Leveraging Neural Radiance Field in Descriptor Synthesis for Keypoints Scene Coordinate Regression
Huy-Hoang Bui, Bach-Thuan Bui, Dinh-Tuan Tran, Joo-Ho Lee
TL;DR
The paper tackles data-scarce visual localization by augmenting descriptor-based KSCR (D2S) with a NeRF-driven data synthesis pipeline. It trains a Nerfacto NeRF, synthesizes novel views through pose interpolation and view rendering, and uses robust feature matching to integrate synthetic data into KSCR training. Empirical results on 7Scenes and 12Scenes show improved translation and rotation accuracy, outperforming several SCR and few-shot baselines while requiring fewer real-world images. The approach is modular and scalable, with potential for incorporating multiple NeRFs, though outdoor and dynamic environments remain a challenge for NeRF-based rendering.
Abstract
Classical structural-based visual localization methods offer high accuracy but face trade-offs in terms of storage, speed, and privacy. A recent innovation, keypoint scene coordinate regression (KSCR) named D2S addresses these issues by leveraging graph attention networks to enhance keypoint relationships and predict their 3D coordinates using a simple multilayer perceptron (MLP). Camera pose is then determined via PnP+RANSAC, using established 2D-3D correspondences. While KSCR achieves competitive results, rivaling state-of-the-art image-retrieval methods like HLoc across multiple benchmarks, its performance is hindered when data samples are limited due to the deep learning model's reliance on extensive data. This paper proposes a solution to this challenge by introducing a pipeline for keypoint descriptor synthesis using Neural Radiance Field (NeRF).
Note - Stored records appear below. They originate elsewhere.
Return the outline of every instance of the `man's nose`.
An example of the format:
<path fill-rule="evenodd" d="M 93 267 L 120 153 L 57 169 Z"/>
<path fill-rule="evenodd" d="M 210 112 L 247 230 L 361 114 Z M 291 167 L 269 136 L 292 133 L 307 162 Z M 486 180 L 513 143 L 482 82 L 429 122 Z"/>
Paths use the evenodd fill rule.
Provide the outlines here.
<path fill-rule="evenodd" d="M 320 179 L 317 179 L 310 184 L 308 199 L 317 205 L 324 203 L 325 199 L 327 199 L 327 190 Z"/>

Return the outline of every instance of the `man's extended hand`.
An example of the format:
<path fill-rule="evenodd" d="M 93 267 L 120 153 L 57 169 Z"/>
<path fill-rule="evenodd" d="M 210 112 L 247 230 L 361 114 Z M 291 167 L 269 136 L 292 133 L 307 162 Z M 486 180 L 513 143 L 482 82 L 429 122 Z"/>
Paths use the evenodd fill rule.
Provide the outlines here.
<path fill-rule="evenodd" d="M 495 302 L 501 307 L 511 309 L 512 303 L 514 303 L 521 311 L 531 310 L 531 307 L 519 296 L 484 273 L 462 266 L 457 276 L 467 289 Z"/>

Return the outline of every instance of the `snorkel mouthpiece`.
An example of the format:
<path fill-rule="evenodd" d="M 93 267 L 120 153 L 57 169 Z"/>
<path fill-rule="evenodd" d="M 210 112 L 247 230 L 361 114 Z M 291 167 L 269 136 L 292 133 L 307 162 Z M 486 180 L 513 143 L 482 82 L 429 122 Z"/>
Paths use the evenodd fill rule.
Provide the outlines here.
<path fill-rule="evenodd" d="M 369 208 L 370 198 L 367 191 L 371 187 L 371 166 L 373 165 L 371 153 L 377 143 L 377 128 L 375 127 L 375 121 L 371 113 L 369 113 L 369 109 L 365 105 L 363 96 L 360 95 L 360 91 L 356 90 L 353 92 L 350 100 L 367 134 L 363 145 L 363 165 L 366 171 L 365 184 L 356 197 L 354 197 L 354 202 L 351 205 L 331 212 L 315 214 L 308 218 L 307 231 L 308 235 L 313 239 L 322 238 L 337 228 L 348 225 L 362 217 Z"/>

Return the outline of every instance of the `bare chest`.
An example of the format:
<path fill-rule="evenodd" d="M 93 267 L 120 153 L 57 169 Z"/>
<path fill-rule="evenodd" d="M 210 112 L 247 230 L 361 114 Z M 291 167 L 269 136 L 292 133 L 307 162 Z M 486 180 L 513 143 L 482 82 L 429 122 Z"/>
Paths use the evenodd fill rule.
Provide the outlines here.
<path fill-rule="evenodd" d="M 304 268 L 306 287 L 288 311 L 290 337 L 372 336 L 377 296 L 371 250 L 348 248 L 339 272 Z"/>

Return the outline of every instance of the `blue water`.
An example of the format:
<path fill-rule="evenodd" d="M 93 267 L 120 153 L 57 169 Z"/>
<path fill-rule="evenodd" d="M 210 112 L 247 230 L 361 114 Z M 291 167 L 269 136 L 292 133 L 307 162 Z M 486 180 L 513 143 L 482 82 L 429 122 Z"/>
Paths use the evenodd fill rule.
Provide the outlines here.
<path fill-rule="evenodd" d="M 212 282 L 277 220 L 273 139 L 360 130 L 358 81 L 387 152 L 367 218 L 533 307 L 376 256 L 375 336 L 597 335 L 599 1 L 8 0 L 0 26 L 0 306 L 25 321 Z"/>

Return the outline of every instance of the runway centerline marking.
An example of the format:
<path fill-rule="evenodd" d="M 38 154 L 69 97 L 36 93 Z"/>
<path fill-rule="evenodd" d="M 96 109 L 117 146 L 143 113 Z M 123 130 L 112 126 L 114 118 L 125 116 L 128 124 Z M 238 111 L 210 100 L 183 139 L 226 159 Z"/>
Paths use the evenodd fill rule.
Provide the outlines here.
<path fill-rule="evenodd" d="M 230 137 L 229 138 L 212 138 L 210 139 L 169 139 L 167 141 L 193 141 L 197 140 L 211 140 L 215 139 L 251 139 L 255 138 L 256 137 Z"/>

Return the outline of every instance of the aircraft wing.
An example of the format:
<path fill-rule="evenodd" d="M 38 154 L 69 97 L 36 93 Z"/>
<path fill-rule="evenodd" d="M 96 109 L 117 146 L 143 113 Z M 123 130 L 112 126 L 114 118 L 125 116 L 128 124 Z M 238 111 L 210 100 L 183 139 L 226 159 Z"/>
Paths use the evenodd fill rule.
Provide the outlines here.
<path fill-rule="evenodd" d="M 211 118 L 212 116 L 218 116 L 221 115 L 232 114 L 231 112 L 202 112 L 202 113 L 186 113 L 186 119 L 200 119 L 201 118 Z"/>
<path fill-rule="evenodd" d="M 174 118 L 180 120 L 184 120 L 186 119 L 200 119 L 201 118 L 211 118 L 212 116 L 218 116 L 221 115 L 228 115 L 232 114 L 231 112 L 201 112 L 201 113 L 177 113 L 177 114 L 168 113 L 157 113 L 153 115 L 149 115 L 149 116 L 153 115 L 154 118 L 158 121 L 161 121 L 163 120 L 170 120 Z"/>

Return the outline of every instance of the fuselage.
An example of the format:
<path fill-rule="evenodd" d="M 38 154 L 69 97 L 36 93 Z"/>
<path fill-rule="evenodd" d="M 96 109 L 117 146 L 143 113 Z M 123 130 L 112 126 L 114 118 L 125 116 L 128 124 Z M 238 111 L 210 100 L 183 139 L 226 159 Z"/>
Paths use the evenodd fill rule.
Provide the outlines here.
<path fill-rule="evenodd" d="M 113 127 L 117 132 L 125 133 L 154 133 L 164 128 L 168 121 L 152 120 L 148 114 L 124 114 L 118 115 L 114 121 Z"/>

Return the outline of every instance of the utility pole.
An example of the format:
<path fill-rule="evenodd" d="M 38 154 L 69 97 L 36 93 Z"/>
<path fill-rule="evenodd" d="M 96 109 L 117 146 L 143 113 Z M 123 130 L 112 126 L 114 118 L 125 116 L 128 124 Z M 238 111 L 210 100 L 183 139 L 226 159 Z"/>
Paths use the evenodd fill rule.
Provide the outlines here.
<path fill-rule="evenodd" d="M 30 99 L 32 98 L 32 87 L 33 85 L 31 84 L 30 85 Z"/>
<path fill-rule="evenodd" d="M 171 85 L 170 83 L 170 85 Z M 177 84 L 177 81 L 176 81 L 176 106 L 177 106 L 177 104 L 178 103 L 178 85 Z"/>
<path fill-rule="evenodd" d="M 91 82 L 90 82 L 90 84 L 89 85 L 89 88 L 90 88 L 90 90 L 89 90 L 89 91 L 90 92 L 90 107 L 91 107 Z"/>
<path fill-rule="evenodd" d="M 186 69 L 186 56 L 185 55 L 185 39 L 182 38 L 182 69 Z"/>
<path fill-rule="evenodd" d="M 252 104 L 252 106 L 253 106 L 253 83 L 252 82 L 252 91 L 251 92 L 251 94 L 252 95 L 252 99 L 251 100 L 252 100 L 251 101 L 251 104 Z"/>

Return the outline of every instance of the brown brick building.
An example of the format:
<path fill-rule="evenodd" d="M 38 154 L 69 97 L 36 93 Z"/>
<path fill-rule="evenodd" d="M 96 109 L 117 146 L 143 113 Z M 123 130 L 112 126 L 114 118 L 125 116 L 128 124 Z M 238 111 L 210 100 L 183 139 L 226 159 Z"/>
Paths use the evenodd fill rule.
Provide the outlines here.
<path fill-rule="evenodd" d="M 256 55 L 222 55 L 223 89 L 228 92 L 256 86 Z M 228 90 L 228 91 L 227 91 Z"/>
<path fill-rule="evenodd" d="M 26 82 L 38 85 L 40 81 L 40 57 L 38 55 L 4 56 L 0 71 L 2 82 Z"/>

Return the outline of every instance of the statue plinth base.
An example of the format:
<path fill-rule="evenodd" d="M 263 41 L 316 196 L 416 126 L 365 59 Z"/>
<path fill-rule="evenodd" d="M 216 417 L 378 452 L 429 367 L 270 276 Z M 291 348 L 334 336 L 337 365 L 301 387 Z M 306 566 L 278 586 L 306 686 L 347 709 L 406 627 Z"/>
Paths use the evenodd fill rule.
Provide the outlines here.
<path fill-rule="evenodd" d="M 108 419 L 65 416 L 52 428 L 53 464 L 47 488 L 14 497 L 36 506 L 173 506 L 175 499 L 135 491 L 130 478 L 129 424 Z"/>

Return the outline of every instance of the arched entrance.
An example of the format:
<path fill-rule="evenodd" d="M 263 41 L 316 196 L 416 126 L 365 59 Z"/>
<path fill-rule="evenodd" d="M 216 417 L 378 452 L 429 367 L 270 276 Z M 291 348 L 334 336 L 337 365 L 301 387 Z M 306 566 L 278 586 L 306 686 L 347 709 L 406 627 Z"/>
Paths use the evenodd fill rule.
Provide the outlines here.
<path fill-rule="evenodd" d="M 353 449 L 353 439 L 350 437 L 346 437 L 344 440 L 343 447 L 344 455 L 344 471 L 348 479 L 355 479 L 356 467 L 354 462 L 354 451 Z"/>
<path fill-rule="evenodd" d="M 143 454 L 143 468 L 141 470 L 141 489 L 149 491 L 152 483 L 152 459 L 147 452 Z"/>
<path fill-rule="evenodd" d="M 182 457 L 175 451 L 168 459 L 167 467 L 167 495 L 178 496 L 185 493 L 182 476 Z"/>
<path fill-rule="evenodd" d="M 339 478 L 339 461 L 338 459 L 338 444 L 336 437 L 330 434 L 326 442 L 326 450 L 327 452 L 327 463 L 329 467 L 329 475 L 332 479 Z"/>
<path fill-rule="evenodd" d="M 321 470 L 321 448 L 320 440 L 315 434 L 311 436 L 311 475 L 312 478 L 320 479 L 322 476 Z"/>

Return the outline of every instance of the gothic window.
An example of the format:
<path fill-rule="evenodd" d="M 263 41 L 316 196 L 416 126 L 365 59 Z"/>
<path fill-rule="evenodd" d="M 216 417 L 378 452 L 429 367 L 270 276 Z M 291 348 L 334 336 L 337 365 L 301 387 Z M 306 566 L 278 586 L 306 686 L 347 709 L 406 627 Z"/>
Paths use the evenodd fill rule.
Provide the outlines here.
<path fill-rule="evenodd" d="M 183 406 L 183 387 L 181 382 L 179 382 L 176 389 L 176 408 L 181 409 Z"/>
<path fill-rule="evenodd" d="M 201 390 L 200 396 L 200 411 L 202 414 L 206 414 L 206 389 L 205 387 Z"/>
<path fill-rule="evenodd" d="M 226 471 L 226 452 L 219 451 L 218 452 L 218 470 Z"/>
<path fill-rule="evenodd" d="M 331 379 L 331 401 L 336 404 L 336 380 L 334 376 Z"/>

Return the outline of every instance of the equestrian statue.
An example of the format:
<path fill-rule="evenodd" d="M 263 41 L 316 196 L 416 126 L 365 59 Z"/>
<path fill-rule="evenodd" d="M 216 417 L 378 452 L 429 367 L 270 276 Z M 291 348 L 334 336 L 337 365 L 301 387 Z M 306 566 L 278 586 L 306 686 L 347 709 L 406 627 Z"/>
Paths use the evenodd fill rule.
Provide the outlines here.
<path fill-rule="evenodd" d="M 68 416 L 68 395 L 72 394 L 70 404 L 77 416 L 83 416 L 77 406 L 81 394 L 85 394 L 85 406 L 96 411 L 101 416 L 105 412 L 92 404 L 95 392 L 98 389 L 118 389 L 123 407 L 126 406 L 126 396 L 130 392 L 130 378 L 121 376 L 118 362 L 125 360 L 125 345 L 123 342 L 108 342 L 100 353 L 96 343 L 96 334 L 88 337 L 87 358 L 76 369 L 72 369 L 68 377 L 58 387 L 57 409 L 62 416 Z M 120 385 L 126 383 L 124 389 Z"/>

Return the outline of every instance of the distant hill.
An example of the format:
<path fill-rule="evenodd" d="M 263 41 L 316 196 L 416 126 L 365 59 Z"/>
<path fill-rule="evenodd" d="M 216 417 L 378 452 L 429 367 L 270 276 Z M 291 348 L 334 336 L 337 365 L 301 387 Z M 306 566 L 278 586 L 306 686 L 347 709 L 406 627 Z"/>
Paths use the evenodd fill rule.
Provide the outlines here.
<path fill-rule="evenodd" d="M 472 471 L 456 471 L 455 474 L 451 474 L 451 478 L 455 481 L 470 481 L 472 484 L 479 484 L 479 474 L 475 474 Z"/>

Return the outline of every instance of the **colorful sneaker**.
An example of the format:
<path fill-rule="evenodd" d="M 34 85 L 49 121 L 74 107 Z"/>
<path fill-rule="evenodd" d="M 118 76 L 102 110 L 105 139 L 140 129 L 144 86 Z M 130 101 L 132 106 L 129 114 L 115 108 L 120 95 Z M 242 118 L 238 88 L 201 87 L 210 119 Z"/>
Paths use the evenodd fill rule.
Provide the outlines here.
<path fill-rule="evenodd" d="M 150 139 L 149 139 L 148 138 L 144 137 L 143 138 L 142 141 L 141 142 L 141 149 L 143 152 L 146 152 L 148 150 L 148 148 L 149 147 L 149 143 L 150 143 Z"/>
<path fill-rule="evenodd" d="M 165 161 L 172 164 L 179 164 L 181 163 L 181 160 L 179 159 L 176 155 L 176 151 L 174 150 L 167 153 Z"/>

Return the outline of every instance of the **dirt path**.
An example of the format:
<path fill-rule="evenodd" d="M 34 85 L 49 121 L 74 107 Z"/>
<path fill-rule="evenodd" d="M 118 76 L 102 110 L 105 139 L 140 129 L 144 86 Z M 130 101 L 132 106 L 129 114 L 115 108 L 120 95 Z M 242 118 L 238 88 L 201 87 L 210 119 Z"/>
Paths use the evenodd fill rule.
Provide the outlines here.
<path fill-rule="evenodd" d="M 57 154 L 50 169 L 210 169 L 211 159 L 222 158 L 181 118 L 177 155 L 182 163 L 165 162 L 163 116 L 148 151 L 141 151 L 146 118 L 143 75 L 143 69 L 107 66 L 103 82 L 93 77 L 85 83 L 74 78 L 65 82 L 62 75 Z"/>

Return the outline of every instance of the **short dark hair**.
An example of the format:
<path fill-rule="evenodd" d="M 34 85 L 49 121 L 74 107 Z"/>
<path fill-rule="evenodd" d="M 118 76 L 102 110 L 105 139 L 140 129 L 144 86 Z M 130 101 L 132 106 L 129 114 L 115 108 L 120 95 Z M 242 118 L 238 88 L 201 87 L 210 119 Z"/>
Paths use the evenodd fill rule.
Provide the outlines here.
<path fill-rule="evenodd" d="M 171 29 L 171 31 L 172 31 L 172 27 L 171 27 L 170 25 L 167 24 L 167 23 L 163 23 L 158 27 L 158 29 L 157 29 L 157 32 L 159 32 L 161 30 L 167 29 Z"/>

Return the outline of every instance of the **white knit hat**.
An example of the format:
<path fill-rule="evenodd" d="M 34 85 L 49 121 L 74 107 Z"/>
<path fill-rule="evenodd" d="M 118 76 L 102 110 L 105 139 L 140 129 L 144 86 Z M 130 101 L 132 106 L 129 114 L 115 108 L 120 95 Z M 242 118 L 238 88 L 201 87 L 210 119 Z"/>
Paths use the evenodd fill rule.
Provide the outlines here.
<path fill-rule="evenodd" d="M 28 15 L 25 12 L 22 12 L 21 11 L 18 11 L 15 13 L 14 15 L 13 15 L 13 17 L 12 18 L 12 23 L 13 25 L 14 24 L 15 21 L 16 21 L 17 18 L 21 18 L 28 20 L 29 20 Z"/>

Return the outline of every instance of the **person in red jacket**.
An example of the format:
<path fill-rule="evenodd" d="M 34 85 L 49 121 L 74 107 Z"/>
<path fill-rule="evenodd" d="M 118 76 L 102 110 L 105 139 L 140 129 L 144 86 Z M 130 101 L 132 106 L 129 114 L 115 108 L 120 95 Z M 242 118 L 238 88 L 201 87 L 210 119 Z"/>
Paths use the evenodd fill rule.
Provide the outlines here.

By generating novel poses and feeding them into a trained NeRF model to create new views, our approach enhances the KSCR's generalization capabilities in data-scarce environments. The proposed system could significantly improve localization accuracy by up to 50% and cost only a fraction of time for data synthesis. Furthermore, its modular design allows for the integration of multiple NeRFs, offering a versatile and efficient solution for visual localization. The implementation is publicly available at: https://github.com/ais-lab/DescriptorSynthesis4Feat2Map.